Electron configuration of Pu: $\ce{[Rn] 5f^6 7s^2}$
Electron configuration of Sm: $\ce{[Xe] 4f^6 6s^2}$
I thought that only the valence electrons affected the oxidation states, so why does plutonium have more oxidation states (6,5,4,3) than samarium (2,3) whilst they both have the same valence electrons (including f-orbitals): ..$\ce{f^6}$..$\ce{s^2}$ ?
Elements such as scandium (Sc),Yttrium (Y) and Lanthanum (La) all have the same valence electrons (including d-orbitals): ..$\ce{d^1}$..$\ce{s^2}$ , but these elements have the same oxidation state : 3 and that doesn't change, even when going down that group and looking at actinium.
Does this have to do with the ionization energy, or the energy level or ....?
Answer
This is yet another interesting effect of the anomalous compactness of orbitals in the first appearance of each type of subshell ($1s$, $2p$, $3d$, $4f$, $5g$, etc). The solutions to the Schrödinger equation for electron wavefunctions in hydrogen-like atoms are such that these subshells are composed of orbitals with no radial nodes. This means the electrons in these subshells are closer to the nucleus than you might expect, and therefore they are more strongly bound.

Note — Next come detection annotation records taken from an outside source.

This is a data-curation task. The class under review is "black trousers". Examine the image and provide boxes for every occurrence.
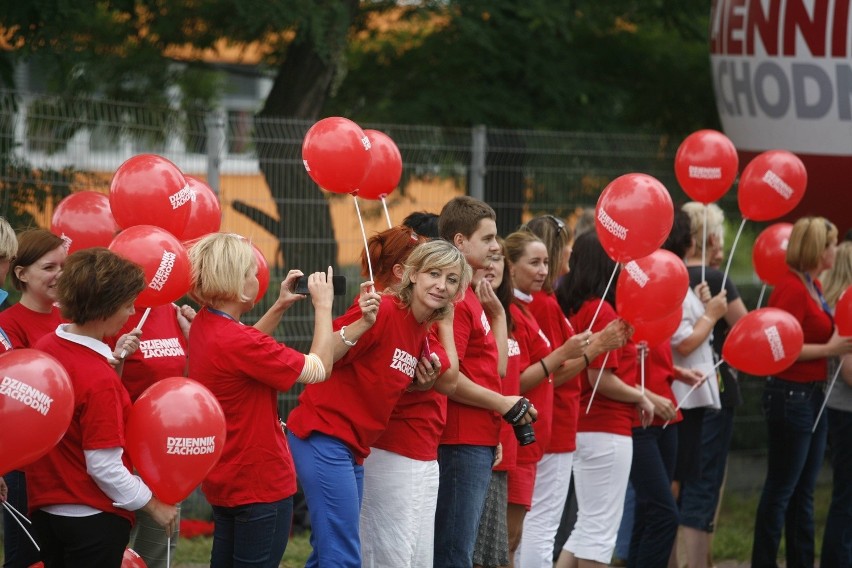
[32,510,130,568]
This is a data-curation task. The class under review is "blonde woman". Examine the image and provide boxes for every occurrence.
[751,217,852,568]
[188,233,334,568]
[820,241,852,566]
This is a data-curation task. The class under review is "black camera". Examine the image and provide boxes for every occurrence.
[503,398,535,446]
[293,274,346,296]
[512,423,535,446]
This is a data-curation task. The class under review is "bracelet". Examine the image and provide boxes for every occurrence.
[338,325,358,347]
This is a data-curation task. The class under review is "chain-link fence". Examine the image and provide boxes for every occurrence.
[0,91,776,478]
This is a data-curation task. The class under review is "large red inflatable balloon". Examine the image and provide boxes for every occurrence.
[302,116,372,193]
[121,548,148,568]
[722,308,804,376]
[737,150,808,221]
[175,176,222,241]
[675,130,739,205]
[127,377,226,505]
[615,249,689,321]
[630,305,683,347]
[595,173,674,262]
[834,286,852,337]
[751,223,793,286]
[109,225,190,308]
[358,129,402,199]
[0,349,74,474]
[50,191,120,254]
[109,154,193,235]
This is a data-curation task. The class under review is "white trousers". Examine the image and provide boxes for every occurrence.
[515,452,574,568]
[361,448,438,568]
[563,432,633,564]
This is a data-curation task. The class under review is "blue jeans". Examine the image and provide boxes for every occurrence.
[680,407,734,532]
[434,445,495,568]
[287,432,364,568]
[751,377,827,568]
[627,426,678,567]
[3,470,39,568]
[612,483,636,561]
[210,500,293,568]
[820,406,852,568]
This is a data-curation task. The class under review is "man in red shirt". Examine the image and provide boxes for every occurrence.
[434,196,535,568]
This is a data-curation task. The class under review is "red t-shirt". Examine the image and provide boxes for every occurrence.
[373,326,450,461]
[441,289,503,446]
[0,303,62,349]
[494,337,524,471]
[527,292,580,454]
[287,294,427,463]
[0,327,13,353]
[570,298,636,436]
[768,271,834,383]
[24,333,134,522]
[106,304,187,402]
[188,308,305,507]
[636,341,683,428]
[509,304,553,463]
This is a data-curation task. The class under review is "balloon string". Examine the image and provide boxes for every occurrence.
[701,204,708,288]
[754,284,766,310]
[811,359,843,434]
[586,351,609,414]
[722,219,748,290]
[121,308,151,359]
[3,501,41,552]
[352,195,373,282]
[663,359,725,428]
[382,194,393,229]
[587,262,618,332]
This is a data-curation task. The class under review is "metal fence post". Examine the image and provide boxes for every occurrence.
[204,107,226,195]
[470,124,488,201]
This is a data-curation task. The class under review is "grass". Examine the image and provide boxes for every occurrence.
[0,484,831,568]
[713,484,831,562]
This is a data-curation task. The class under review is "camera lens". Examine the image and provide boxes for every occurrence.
[512,424,535,446]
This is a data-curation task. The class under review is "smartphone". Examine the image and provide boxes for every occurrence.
[293,274,346,296]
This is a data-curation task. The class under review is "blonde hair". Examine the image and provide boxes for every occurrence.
[787,217,837,272]
[524,215,573,294]
[189,233,257,306]
[0,217,18,260]
[681,201,725,255]
[393,240,473,321]
[822,241,852,308]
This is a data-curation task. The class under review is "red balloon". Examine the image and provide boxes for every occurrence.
[109,154,193,235]
[675,130,739,205]
[251,243,269,303]
[175,176,222,241]
[109,225,190,308]
[615,249,689,321]
[302,116,372,193]
[722,308,804,376]
[834,286,852,337]
[751,223,793,286]
[0,349,74,474]
[737,150,808,221]
[50,191,120,254]
[358,130,402,199]
[127,377,226,505]
[630,304,683,347]
[595,173,674,262]
[121,548,148,568]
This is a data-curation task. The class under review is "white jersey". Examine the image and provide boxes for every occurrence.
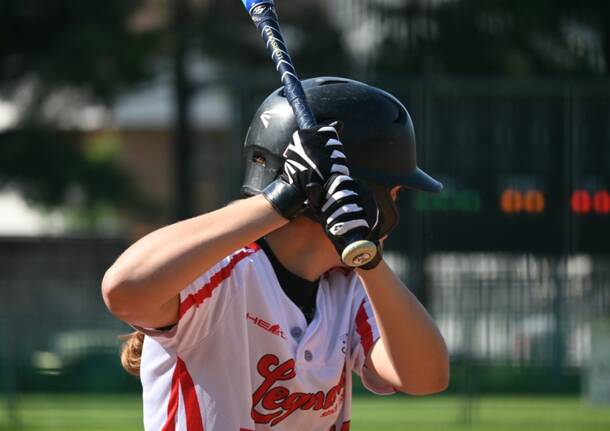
[140,244,395,431]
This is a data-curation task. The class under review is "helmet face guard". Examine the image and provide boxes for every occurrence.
[241,77,443,240]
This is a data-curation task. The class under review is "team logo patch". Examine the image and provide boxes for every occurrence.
[246,312,286,340]
[251,354,349,429]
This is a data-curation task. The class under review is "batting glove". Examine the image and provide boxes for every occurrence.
[309,175,382,270]
[263,121,349,220]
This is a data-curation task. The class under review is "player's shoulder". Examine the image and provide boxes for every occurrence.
[323,266,360,289]
[212,242,261,272]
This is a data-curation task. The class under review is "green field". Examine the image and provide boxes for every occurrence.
[0,394,610,431]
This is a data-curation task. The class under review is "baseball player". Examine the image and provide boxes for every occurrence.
[102,78,449,431]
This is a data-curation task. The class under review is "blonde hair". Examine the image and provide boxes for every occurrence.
[119,331,144,376]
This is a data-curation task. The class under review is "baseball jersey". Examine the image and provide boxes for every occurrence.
[140,244,395,431]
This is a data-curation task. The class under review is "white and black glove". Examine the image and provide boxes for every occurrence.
[263,121,349,219]
[308,175,382,269]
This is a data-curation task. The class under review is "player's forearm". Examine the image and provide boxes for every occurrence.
[358,261,449,394]
[102,196,288,323]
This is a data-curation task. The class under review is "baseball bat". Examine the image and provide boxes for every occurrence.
[242,0,377,267]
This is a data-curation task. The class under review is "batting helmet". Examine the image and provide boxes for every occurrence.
[241,77,443,235]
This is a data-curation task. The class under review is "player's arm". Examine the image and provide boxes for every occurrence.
[102,195,288,328]
[357,261,449,395]
[102,124,342,328]
[314,175,449,394]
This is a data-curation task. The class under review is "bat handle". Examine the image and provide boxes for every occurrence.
[341,238,377,268]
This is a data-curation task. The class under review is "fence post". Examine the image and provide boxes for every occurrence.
[0,316,20,429]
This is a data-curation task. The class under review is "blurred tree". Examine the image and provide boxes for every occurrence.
[369,0,610,75]
[0,0,158,223]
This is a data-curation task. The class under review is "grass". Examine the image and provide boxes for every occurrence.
[0,394,610,431]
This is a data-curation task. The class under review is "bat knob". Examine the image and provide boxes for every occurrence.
[341,240,377,268]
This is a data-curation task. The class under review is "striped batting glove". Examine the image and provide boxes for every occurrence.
[263,121,349,219]
[309,175,381,269]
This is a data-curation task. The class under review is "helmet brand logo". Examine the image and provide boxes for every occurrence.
[261,109,282,129]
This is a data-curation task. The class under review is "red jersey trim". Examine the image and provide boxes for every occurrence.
[162,358,204,431]
[179,243,260,319]
[356,299,373,357]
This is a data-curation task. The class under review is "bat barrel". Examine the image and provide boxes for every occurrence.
[250,2,317,129]
[242,0,377,267]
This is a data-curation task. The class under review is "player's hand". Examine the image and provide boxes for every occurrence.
[308,175,382,269]
[263,121,349,219]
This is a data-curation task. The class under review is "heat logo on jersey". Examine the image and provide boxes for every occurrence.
[246,312,286,340]
[251,354,349,429]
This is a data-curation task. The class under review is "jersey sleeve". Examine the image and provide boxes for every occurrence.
[350,284,396,395]
[136,245,258,352]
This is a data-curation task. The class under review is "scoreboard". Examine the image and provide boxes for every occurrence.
[390,81,610,254]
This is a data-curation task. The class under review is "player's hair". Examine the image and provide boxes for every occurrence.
[120,331,144,376]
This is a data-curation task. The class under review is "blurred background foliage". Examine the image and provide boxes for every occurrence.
[0,0,610,228]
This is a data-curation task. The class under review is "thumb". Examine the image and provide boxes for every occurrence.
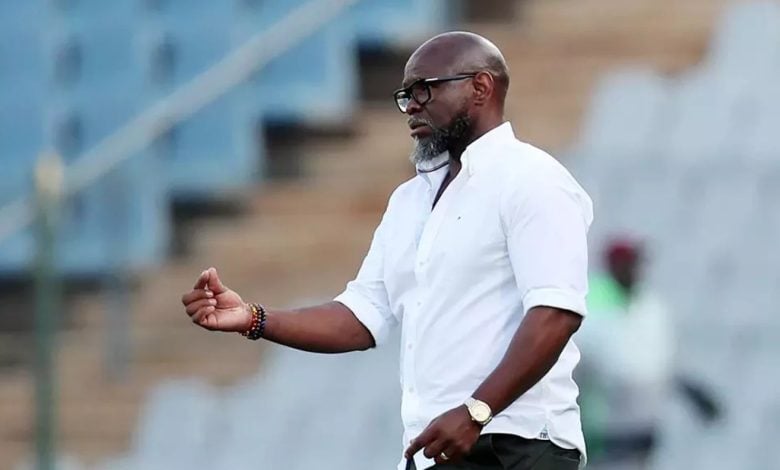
[208,268,228,294]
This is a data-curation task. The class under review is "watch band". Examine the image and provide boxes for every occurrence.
[464,397,493,426]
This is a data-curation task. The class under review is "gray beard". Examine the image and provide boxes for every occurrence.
[409,114,471,166]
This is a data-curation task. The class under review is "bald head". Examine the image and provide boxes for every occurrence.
[405,31,509,107]
[394,32,509,164]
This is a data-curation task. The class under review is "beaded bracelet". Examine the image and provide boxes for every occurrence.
[241,303,265,341]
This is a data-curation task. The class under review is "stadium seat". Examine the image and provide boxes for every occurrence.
[130,379,221,470]
[574,69,669,165]
[349,0,459,46]
[706,0,780,78]
[661,69,749,165]
[234,0,359,124]
[140,0,264,200]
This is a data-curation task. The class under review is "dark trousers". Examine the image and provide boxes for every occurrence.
[407,434,580,470]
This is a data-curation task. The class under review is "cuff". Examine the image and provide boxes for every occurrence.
[523,288,588,317]
[333,290,390,346]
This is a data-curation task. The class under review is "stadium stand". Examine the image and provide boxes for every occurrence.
[0,0,780,470]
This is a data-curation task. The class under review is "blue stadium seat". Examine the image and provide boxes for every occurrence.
[144,0,264,200]
[0,1,46,275]
[42,95,169,275]
[349,0,458,45]
[235,0,359,123]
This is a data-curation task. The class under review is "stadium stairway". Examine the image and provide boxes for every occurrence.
[0,0,723,469]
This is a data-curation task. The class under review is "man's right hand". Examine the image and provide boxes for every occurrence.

The striking chemical similarity of the lanthanides comes from the fact that the $4f$ subshell is both anomalously compact and subjected to a high effective nuclear charge. The electrons end up being held so closely to the nucleus that they effective behave as core electrons, and participate very little in chemical interactions; lanthanides do not form coordination compounds using their $4f$ orbitals, and it is very difficult to go past an oxidation state of +3 in most because few conditions can compensate the large energy required to ionize a fourth electron coupled with the relatively weakly bound compounds they would form.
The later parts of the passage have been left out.